デビッド・S・コーエン、キャロル・ジョフ著
 アメリカにおける中絶の新たな物語が私たちに迫っている。ドッブス対ジャクソン女性健康団体は、ロー対ウェイド裁判を覆し、中絶に対する憲法上の権利を否定したが、これまでのところ、私たちが近刊予定の『After Dobbs: How the Supreme Court Ended Roe but Not Abortion』(ビーコン2025年)で記録していることのおかげで、中絶はほとんどの人にとって利用可能な状態が続いている。実際、私たち2人を含む多くの人々が驚いていることだが、私たちが今までに得た最高のデータでは、ドッブス判決後に米国で実施された中絶の件数は増加している。
 ドッブスはアメリカにおける中絶件数を劇的に減少させるはずであったが、クリニックが営業を続けている医療提供者たちの懸命で、機敏で、創造的な仕事、中絶薬の成長と新しい配送モデル、そして中絶のための渡航と資金調達を支援するサポーターたちの絶え間ない仕事が、それを拒んだのである。このようなケアの継続性は、最高裁による壊滅的な打撃を前にして、祝福されるべきものである。
 本書で詳しく紹介されているドッブスの驚くべき余波を担っている現場の人々は、逆境を直視し、「私たちが奉仕している人々のために、今はだめだ」と言っている。彼らの決意は、中絶が禁止されている州の妊娠中の人々が、それでも必要な治療を受け、合法な州へ渡航するか、さまざまなルートで中絶薬を入手するかして、中絶する方法を見つけるという決意に勝るものでしかない。
 実は、これがこの国や世界における中絶の長い歴史なのだ。米国で中絶が違法だった時代も、女性たちは中絶を行い、医師やその他の人たちは中絶を提供していた。中絶を提供する側には法的リスクや風評上のリスクがあり、中絶を受ける側には、あまり理想的とは言えない状況での安全上のリスクがあることもあった。しかし、州によっては中絶に関する不必要な規制や制限が増えたため、人々は中絶を受けるために多くの障害を乗り越えなければならなかった。そして、彼らはそうした。
 世界中で同じことが起きている。中絶が違法とされている国でも、人々は中絶薬やその他の手段を使って中絶を行っている。世界中で毎年何万人もの女性が違法な中絶によって命を落としているにもかかわらず、生殖をコントロールしたいという人間の基本的な欲求は、それを止めることができないし、止めようともしないことを何度も証明してきた。
 最高裁が2022年にローを覆してからの話も、ほとんど同じである。リスクは異なるし、正確な中絶サービス提供の仕組みも異なるが、全体的なポイントは、私たちが予見していなかったとしても、予見していたはずのものである。その回復力と、全国的に認められた基本的権利を取り除くことへの深い抵抗とを組み合わせれば、最高裁が何をしたにもかかわらず中絶件数が増加している現状を説明することができる。

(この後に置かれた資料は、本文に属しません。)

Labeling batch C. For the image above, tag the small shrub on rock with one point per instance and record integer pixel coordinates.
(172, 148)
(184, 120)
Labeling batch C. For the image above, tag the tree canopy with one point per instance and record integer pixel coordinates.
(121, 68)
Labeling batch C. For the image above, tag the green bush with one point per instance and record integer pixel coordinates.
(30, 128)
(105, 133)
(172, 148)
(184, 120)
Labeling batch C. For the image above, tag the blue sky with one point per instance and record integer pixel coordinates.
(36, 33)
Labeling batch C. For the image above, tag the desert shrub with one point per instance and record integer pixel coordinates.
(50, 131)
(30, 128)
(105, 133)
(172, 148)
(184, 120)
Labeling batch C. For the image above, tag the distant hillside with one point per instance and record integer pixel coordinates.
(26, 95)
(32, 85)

 しかし、最高裁の判決という大転換を前にして、これは予想外のエキサイティングな展開であると同時に、いくつかの理由から、祝福の声は控えめにならざるを得ない。何よりもまず、中絶が当初懸念されていたよりも利用しやすくなったとはいえ、ドッブスは人々の生活と幸福に受け入れがたい変化と混乱をもたらした。中絶の患者は、医療を受けるために、国をまたぐ飛行機に乗ったり、何百マイルも運転したり、必要な賃金を失ったりする必要はない。患者を治療する技術と経験を持つ医師やその他の臨床医が、深い愛着のある地域社会を離れるという苦渋の決断に直面する必要はない。急増する州の診療所スタッフは、絶望的な県外からの患者の殺到に対応するために、過酷な時間労働を強いられるべきではない。中絶の資金提供者や実際的な支援団体は、本来なら家の近くで政府の支援を受けながら提供されるべき医療を、人々が受けられるようにするために貴重な資源を費やす必要はない。最重要の譲れない原則としては、女性や妊娠可能な人々がどこに住んでいようと、公共圏に完全に参加する市民であることを妨げるべきではない。

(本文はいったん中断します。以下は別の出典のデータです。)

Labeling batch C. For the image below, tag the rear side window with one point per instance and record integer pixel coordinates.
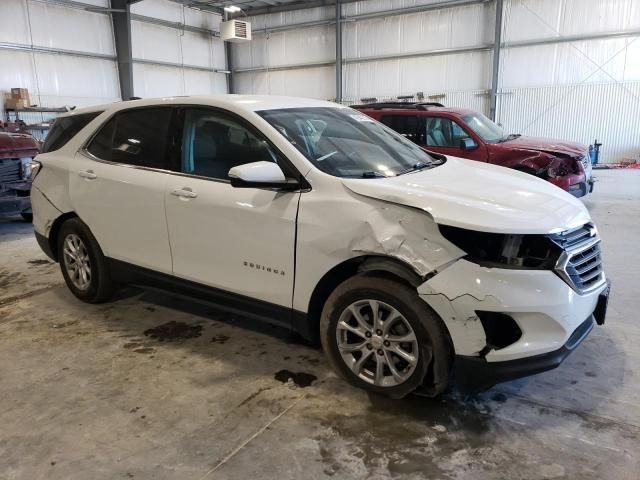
(406, 125)
(135, 137)
(65, 128)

 より広く考えれば、本書で紹介した人々や彼らのような人々の努力にもかかわらず、中絶を受けることができない人々が取り残されることになる。そのような人々にとって、結果は深刻なものとなりうる。また、ドッブス政権後のこの状況では、早産の膜破裂や子宮外妊娠といった緊急妊娠の状態に直面している人々は、中絶の権利が国家レベルで認められていないために、さらに困難な状況に置かれている。この国の権利がなくなることで、中絶を求める人々が刑事司法制度に巻き込まれるリスクが高まり、特に通常その対象となる有色人種や低所得者層がその対象となる。
 医療制度にも影響がある。特に伝統的な医療制度の外での薬による中絶の増加は、中絶は医療であるという物語を複雑にしている。これは、何十年もの間、中絶の権利と正義の擁護の中心にあったものである。中絶禁止はまた、中絶禁止の州から医師やその他の医療従事者が流出する結果、中絶以外の産婦人科医療の利用可能性にも悪影響を及ぼしている。
 ここでも、私たちの本でも、そして他の場所でも、私たちが書いてきたことはすべて、不確かな未来に左右される。2024年の選挙は、現在進行中の法廷闘争とともに、既存の状況を大きく変える可能性がある。本書で取り上げたすべての取り組みに対する資金やその他のリソース支援が減少する可能性もある。ドッブス以来、支援は活動を行う団体に流れてきたが、2024年前半の数字が示しているように、もしそれが枯渇すれば、未来はまったく違ったものになるかもしれない。
 それまでは、私たちがこれまで見てきたのは、中絶に対する憲法上の権利を失ったことが、多くの人々の生活を不当に混乱させ、負担を強いているということだ。しかし、中絶の提供者、支援者、資金提供者、援助者、そして患者の信じられないような活動のおかげで、ローは終わったが、中絶は終わっていない。